Bottom line, credibility matters, even when all we have is speculation. None of us can really say for sure what is under the hood here; even what I am saying has to be speculative, but it's still probably much closer to accurate than some of the freely-available wild-ass guessing we might see.

But go ahead, its a free choice for anyone to make, as to what they might accept as their truth. it won't hurt my feelings at all if you'd rather believe something else. No evangelist reaches everybody. Bet the horses as you see them; just remember that racetracks can always still stay in business based on how those bets are placed.


----------



## Laxguy (Dec 2, 2010)

This reply reminds me that I asked you a question following a similar post of yours, wherein you debunked every proposed method of speeding up DVRs. I never saw a reply, and now I cannot recall the thread. Can you?


----------



## Delroy E Walleye (Jun 9, 2012)

Ok. I'm cool with speculation.. Even done it (darkly, I might add) myself when these DVRs started acting nastily, blaming it on everything up to and including "corporate sabotage" which of course was taken the wrong way. The way I meant it was that perhaps some programmer or programmers were on the _competitor's_ dole, not DTV itself.

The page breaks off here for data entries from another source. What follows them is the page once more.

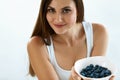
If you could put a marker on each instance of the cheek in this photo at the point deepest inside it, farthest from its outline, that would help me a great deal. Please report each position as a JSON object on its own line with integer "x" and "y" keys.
{"x": 49, "y": 18}
{"x": 71, "y": 19}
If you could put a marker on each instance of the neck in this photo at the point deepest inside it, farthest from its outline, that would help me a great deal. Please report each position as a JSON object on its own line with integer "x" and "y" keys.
{"x": 72, "y": 36}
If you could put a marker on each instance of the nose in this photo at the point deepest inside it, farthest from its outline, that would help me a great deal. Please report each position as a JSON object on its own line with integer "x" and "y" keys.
{"x": 58, "y": 18}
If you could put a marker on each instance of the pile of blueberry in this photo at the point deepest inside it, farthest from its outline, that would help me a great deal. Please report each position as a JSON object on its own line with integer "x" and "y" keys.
{"x": 95, "y": 71}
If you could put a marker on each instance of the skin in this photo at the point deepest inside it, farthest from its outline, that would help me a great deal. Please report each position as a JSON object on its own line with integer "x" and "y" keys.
{"x": 70, "y": 40}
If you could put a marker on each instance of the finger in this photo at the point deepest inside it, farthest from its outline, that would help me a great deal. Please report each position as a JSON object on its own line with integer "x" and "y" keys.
{"x": 75, "y": 76}
{"x": 112, "y": 78}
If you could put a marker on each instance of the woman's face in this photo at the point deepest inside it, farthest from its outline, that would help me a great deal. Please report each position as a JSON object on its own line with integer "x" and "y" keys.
{"x": 61, "y": 15}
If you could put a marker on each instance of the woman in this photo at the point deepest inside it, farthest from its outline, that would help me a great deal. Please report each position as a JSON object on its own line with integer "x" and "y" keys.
{"x": 60, "y": 37}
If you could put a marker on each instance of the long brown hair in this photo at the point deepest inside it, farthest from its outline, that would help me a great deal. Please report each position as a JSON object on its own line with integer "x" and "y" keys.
{"x": 43, "y": 29}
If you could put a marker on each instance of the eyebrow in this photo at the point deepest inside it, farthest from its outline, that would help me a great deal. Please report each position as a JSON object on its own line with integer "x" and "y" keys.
{"x": 62, "y": 8}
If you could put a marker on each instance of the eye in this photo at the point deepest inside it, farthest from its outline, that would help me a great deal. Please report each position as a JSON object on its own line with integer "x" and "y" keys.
{"x": 51, "y": 10}
{"x": 66, "y": 10}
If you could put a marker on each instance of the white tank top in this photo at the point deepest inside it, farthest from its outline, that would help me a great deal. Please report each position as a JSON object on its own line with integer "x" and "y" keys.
{"x": 65, "y": 74}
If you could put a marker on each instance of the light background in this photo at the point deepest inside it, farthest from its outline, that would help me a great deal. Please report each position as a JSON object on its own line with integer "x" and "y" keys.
{"x": 17, "y": 19}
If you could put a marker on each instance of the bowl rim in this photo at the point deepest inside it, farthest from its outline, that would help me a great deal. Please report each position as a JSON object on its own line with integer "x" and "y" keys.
{"x": 95, "y": 57}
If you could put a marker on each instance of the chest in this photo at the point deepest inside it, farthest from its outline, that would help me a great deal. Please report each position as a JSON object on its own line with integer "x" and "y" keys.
{"x": 66, "y": 56}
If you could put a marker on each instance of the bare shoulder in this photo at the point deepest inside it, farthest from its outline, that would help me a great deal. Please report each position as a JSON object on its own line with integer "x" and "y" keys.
{"x": 35, "y": 46}
{"x": 35, "y": 42}
{"x": 99, "y": 30}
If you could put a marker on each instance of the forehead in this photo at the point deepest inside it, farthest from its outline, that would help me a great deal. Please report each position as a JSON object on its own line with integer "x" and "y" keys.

I guess what it comes down to is that some of us old fuddy duddies like to know why something doesn't doesn't work anymore that used to work perfectly, from specific features up to and including the entire operating interface. Naturally we turn to religious, if not scientific explainations for these things, as well as for our own existance. "DTV giveth, and then taketh away the better features."

Since I'm relatively new to 30Skip, I'm not near as upset with its partial loss as I *still* am of losing all of the old yellow button features, going all the way back to "to do" list. About the time I'd finally adjusted, then away went (or got buried deep) all the other yellow button features, with some of them *never* coming back (remember being able to manage, move and delete bookmarks - they even had timestamps on them?)! Not to mention two-button CC and fav channels access...

It could very well be that the removal of the 30skip fix was tied to the HDMI bug somehow, if only because that's about the time it disappeared and then re-surfaced, which if I recall was why many never received the fix. (I know, I know, I'm speculating, again, too).

Anyway, like many of us, sometimes I just wish the thing would work like it's supposed to (or at least like it _used_ to). We long for the "golden months" before drop-down banner, internet "garbage" and HDGUI problems and would gladly trade back for performance if we could.


----------



## UhClem (Oct 1, 2009)

TomCat said:


> ...
> It is possible that they could add TC regenerators and insert the clips in during broadcast, but I think they want to insert them on site *(inside your DVR) *which means a TC regeneration won't work.


Bingo!

I was poking around in the files (on an off-line HD-DVR drive) and found, among the program streams that _I recorded_, about 50-60 "suspicious" recordings. Three distinguishing characteristics: (1)their dir-names ended in "src2-ad.mpg" (vs "src2.mpg); (2) their sizes were all 20.3 MB (+- 200KB); (3) they were all "attributed" to channels in the range 8885-8889.
(You will find these in ./viewer/segments/)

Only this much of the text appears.